Esas manos conceden y exigen al mismo tiempo: vosotros sabios, deponed vuestra sabiduría y haceos sencillos como los niños; los reyes, entregad vuestras coronas y tesoros e inclinaos humildemente ante el Rey de los Reyes y aceptad sin titubeos los trabajos, penas y sufrimientos que su servicio exige. De vosotros niños, que no podéis dar nada todavía voluntariamente, de vosotros toman las manos del Niño Jesús la ternura de vuestra vida, antes casi de que haya comenzado. Ella no podría ser mejor empleada que en el sacrificio por el Señor dela Vida.

2       ¡Sígueme! De esa manera se expresan las manos del Niño, como más tarde lo harán los labios del hombre (Mc. 1,17). Así hablaron sus labios al discípulo que el Señor amaba y que ahora también pertenece a su séquito. El mismo Juan, el más joven de todos, el discípulo con corazón de niño, lo siguió sin preguntar a dónde o para qué. Abandonó la barca de su padre y siguió al Señor por todos sus caminos hasta la cumbre misma del Gólgota.

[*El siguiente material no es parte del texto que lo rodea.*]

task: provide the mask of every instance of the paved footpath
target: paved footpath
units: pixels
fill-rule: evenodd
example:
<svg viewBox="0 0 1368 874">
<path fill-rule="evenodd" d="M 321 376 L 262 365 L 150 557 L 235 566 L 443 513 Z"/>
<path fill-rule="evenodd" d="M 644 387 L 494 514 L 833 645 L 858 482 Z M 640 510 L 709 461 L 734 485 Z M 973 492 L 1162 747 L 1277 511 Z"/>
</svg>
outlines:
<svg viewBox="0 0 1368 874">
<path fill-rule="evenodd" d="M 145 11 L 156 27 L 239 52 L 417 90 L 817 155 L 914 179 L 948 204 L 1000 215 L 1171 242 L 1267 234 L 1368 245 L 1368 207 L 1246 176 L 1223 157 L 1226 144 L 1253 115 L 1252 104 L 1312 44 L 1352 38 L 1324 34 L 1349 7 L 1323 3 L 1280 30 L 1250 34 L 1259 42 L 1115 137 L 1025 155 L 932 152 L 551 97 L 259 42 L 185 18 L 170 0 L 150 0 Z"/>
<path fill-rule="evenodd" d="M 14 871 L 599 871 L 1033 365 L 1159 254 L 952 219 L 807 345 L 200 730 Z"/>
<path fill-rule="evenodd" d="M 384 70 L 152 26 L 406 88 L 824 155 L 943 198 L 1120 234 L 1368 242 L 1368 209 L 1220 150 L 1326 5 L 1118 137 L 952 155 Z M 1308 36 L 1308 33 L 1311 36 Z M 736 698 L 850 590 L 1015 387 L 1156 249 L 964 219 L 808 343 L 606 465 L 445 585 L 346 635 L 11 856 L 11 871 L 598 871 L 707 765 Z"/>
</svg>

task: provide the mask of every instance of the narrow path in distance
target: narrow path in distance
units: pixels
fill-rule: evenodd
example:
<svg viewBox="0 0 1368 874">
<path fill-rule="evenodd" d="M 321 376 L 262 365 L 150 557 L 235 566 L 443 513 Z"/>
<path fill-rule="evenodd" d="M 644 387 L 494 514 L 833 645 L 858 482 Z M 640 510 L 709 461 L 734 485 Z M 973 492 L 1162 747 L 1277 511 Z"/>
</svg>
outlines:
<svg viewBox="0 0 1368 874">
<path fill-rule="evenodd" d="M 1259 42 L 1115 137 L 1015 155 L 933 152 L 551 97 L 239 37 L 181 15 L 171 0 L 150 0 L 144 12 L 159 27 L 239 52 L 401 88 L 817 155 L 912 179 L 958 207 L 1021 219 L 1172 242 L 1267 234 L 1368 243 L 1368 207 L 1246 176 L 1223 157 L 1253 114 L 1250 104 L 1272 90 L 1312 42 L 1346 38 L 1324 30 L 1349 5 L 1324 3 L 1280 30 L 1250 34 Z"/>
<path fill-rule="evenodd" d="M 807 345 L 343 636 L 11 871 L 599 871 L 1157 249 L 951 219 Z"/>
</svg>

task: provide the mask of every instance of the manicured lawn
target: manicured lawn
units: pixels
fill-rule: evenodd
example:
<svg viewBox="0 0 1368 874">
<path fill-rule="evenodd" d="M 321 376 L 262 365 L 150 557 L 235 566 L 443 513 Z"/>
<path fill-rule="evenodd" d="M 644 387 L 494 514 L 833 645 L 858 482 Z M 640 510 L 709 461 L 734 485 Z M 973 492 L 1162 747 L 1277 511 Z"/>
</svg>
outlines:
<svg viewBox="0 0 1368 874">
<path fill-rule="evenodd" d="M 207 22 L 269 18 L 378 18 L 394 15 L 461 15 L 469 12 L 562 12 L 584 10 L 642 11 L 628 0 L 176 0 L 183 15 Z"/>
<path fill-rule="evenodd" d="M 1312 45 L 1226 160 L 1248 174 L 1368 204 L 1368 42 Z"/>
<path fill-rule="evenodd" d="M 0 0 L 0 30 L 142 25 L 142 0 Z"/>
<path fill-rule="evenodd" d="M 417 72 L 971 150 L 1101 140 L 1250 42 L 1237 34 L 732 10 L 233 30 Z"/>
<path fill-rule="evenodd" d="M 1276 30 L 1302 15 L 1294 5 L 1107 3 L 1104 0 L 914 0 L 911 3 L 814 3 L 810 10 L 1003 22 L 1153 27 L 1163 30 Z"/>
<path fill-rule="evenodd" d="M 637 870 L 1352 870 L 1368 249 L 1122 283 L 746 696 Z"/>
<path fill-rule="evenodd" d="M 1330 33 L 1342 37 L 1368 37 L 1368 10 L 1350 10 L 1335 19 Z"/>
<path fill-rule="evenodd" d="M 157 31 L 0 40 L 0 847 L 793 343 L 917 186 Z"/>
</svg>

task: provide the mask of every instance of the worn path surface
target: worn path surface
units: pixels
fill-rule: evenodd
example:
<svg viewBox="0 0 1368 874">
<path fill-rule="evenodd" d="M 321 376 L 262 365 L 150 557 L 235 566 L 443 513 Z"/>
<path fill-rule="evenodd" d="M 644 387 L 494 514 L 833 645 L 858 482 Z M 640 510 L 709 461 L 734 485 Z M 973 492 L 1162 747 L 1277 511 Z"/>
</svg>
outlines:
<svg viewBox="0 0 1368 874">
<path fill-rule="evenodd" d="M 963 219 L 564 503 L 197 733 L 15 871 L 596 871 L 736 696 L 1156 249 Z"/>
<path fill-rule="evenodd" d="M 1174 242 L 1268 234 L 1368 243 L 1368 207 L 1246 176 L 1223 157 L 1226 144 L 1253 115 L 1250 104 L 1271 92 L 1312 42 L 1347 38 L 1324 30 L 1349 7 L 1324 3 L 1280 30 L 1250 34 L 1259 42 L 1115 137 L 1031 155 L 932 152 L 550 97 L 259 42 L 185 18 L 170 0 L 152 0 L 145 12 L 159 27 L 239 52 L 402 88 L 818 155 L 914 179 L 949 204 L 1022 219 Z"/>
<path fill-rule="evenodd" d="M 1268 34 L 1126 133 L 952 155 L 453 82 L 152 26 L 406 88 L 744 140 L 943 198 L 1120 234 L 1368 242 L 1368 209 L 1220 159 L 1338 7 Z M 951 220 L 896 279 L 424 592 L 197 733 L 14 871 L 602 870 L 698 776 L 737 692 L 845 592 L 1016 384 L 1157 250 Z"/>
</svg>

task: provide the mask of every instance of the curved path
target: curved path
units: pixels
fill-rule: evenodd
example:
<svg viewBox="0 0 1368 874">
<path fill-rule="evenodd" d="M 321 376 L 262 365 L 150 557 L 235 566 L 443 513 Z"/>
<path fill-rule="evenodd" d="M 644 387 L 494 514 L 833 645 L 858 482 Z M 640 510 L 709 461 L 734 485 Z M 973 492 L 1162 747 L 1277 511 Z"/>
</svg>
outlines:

¡Sígueme!Lo mismo hizo también Esteban. Siguió los pasos del Señor en la lucha contra el poder de las tinieblas y contra el enceguecimiento de la incredulidad empedernida; finalmente dio testimonio de El con su palabra y con su sangre. Lo siguió también en el espíritu; en el espíritu de Amor que combate el pecado, pero que ama al pecador y que, aún frente a la muerte, intercede ante Dios por sus asesinos.

Estas son las figuras de la luz que se arrodillan en torno al pesebre: los tiernos niños inocentes, los fieles pastores, los humildes reyes, San Esteban, el discípulo entusiasta, y Juan, el apóstol del amor. Todos ellos siguieron la llamada del Señor. Frente a ellos se extiende la noche cerrada de la incomprensible dureza de corazón y de la ceguera de espíritu: la de los escribas, que podían señalar con exactitud el momento y el lugar donde el Salvador del mundo habría de nacer, pero que, sin embargo, fueron incapaces de deducir de allí un decidido: “Vamos a Belén” (Lc.2,15); y la del rey Herodes que quiso quitar la vida al Señor de la Vida.

Frente al Niño recostado en el pesebre se dividen los espíritus. El es el Rey de los Reyes y Señor sobre la vida y la muerte. El pronuncia su “sígueme” y el que no está con El está contra El. El nos lo dice también a nosotros y nos coloca frente a la decisión entre la luz y las tinieblas.